The company just virtue-signaled that it will install “at least” 500 of these not-so-fast chargers at stores around the country — likely using your money, naturally.

Heliogabalus Biden plans to shovel enormous sums of your money toward electrification through his “infrastructure” plan, and, should it pass, 7-Eleven will be a prime candidate for his largesse. And 7-Eleven must be anticipating this, because very few individuals or companies are willing to freely spend their own money on it.

It is hugely improbable that 7-Eleven would “invest” the millions it will take to dig up the parking lots of its stores and buy and install the heavy-duty cabling necessary to conduct 400-plus volts of electricity to each of these not-so-fast chargers, along with the chargers themselves — each of which cost thousands of dollars — and so on.

Because there’s no money in it — unless you can get the government to give you other people’s money for it.

7-Eleven is also not a utility company. How will it make these electricity pumps pay once installed?

By making you pay! In part by making you wait.

If a given 7-Eleven store has six spots for customers to park and two of them become places to park electric cars for 30 to 45 minutes (the “fastest” these chargers can partially recharge many models of electric cars) that means fewer places to park for those who aren’t there to wait. Those people will be inconvenienced by people who — apparently — do have the 30 to 45 minutes to waste sitting in the parking lot of a 7-Eleven store. What will they do to occupy their time while they wait? Maybe 7-Eleven will provide them with “free” Wi-Fi so they can watch YouTube videos while they — and you — wait.
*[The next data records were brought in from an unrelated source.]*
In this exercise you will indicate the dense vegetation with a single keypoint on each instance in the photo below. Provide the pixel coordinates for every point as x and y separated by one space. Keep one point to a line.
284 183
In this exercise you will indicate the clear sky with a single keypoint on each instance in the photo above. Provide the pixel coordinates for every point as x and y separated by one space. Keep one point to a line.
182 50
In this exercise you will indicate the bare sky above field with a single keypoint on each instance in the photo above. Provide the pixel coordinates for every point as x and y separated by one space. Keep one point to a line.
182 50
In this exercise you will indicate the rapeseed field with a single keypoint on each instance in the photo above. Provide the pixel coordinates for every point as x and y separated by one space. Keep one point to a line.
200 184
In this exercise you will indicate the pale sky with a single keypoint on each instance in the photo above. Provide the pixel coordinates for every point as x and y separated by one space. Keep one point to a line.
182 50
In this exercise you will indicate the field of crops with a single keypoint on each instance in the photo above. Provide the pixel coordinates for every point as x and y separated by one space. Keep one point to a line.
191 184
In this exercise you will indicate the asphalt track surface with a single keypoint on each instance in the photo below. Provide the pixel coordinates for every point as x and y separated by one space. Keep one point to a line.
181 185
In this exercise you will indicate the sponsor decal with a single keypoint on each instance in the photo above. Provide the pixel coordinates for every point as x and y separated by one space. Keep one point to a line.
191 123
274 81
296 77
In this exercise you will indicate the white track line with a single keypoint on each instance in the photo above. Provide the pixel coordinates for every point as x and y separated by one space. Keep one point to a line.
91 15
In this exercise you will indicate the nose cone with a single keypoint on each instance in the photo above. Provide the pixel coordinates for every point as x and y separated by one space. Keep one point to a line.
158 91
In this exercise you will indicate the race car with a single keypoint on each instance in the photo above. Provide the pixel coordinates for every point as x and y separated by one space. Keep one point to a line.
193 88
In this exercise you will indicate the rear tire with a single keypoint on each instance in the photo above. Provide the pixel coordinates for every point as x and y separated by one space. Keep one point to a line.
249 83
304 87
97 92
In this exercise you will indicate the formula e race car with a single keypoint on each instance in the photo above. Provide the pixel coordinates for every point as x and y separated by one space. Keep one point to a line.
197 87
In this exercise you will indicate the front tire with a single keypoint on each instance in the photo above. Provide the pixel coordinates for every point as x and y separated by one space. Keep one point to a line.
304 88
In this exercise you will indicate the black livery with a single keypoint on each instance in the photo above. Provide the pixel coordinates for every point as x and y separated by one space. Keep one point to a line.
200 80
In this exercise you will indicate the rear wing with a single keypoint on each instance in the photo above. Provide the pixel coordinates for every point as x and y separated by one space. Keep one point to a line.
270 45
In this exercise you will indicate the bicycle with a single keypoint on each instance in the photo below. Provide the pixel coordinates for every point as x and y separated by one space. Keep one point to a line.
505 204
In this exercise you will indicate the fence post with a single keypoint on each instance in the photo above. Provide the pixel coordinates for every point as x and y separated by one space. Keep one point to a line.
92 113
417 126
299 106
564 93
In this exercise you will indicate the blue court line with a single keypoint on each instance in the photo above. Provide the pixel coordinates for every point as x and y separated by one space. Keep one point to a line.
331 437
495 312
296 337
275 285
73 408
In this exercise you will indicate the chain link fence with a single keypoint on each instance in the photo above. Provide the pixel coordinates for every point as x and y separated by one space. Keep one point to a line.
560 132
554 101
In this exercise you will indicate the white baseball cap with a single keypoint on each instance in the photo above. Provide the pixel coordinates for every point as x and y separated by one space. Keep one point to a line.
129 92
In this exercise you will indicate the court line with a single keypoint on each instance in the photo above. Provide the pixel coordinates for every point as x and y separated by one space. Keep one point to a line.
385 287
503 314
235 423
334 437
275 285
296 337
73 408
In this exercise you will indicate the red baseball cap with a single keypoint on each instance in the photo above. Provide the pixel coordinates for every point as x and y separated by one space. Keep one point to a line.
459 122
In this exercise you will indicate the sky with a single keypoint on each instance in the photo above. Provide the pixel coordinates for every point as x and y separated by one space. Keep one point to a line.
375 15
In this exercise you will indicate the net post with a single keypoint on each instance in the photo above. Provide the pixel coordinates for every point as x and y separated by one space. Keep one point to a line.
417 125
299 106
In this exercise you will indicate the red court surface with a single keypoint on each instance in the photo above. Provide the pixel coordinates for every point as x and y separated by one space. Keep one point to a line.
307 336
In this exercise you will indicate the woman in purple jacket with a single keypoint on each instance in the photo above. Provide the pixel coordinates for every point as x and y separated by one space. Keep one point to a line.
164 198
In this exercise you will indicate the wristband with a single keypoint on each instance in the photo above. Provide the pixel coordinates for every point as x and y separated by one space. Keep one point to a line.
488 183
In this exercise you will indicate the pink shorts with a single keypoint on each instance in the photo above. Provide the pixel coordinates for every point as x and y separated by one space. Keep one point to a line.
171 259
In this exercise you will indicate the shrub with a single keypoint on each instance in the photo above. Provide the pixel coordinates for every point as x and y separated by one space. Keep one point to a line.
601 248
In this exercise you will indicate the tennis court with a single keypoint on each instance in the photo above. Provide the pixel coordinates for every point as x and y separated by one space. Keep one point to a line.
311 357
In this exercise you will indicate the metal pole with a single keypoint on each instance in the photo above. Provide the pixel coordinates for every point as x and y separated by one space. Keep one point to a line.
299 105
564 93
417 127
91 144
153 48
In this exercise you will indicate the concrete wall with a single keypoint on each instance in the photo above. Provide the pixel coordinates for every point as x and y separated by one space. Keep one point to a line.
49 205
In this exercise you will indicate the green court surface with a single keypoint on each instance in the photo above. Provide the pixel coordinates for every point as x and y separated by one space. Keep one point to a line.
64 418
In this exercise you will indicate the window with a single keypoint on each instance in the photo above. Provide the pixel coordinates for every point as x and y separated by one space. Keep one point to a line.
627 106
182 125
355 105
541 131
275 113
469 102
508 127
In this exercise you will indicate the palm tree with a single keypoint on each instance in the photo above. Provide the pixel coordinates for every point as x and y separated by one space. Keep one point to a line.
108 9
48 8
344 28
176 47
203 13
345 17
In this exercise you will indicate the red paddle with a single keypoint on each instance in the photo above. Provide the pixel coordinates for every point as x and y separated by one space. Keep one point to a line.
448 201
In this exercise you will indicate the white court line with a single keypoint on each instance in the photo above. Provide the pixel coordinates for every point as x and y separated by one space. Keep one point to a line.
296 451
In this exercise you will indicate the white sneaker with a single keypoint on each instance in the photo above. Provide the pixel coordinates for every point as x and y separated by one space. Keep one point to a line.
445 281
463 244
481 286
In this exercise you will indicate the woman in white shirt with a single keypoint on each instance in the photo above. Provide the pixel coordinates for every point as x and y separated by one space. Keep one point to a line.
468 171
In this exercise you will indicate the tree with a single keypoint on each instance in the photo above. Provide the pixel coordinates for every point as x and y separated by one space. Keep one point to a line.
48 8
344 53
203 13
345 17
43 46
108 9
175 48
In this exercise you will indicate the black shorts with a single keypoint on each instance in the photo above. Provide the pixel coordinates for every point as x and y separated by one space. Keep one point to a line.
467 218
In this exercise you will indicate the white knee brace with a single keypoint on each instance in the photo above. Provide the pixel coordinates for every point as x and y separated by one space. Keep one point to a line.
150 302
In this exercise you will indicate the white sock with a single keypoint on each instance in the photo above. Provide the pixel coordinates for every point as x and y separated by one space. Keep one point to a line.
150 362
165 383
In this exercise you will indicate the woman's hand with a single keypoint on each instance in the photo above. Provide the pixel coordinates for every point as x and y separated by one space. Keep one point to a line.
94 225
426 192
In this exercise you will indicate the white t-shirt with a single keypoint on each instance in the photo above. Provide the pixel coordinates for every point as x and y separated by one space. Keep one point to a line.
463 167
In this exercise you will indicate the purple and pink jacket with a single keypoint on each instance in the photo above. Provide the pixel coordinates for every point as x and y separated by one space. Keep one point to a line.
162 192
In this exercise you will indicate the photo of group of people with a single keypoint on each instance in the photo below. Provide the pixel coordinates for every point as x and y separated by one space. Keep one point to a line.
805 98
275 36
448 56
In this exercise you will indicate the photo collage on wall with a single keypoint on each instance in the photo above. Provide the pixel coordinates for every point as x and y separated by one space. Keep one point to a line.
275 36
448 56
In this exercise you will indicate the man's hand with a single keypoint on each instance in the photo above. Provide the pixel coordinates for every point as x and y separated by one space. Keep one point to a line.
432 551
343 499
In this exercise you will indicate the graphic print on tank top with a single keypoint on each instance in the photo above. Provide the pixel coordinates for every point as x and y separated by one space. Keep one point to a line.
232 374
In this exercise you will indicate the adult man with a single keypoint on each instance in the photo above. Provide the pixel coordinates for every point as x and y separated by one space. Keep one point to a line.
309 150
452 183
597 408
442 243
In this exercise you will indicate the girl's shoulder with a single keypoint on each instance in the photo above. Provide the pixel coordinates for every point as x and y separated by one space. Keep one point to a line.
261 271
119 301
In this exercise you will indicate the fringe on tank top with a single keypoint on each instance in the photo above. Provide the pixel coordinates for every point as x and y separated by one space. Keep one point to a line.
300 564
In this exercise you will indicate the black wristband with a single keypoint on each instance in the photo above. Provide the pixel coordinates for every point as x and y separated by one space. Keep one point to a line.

It’s like adding another couple of handicapped spots — which, come to think of it, is exactly what it is, since EVs are handicapped.

The funny thing is that before the rise of the Electrification Cult (related to the Sickness Cult, both of which derive from the same strange obsessive faith in threats that don’t exist) people who parked and sat at a 7-Eleven store for 30 to 45 minutes — thereby keeping others customers from parking and shopping — would have been asked to leave by the store manager.

Remember those “No Loitering” signs?

Nowadays, loitering has become a virtue — a way for the affluent (who are the only people who can afford EVs) to signal that they “care” about “the environment.” Never mind those half-starved kids hand-digging cobalt out of pit mines in the Congo. Ignore the Earth-abuse going on to extract and process lithium and graphite, needed in enormous quantities to make enormous electric car batteries — and then to make them again, since an EV will need at least two of them over the course of its virtue-signaling life. Assuming the EV itself isn’t just thrown away — along with its 1,000-pounds-plus of caustic materials within its now-worthless battery.

7-Eleven has pledged to reduce carbon emissions by 50 percent by 2030. But what of all the carbon produced by all of this electrification? Does the equipment and machinery that will install all of these “fast” charging rigs and associated peripherals run on “carbon free” electricity — produced by windmills and solar energy? It’s as “carbon neutral” as the EVs not-so-fast-charging at these rigs, which suck electricity from a grid that is not so “carbon free” as its promoters say it is.

“Adding 500 charging ports at 250 7-Eleven stores will make EV charging more convenient and help accelerate broader adoption of EVs,” said 7-Eleven CEO Joe DePinto.

A real Pinto would cost less — and be far more convenient.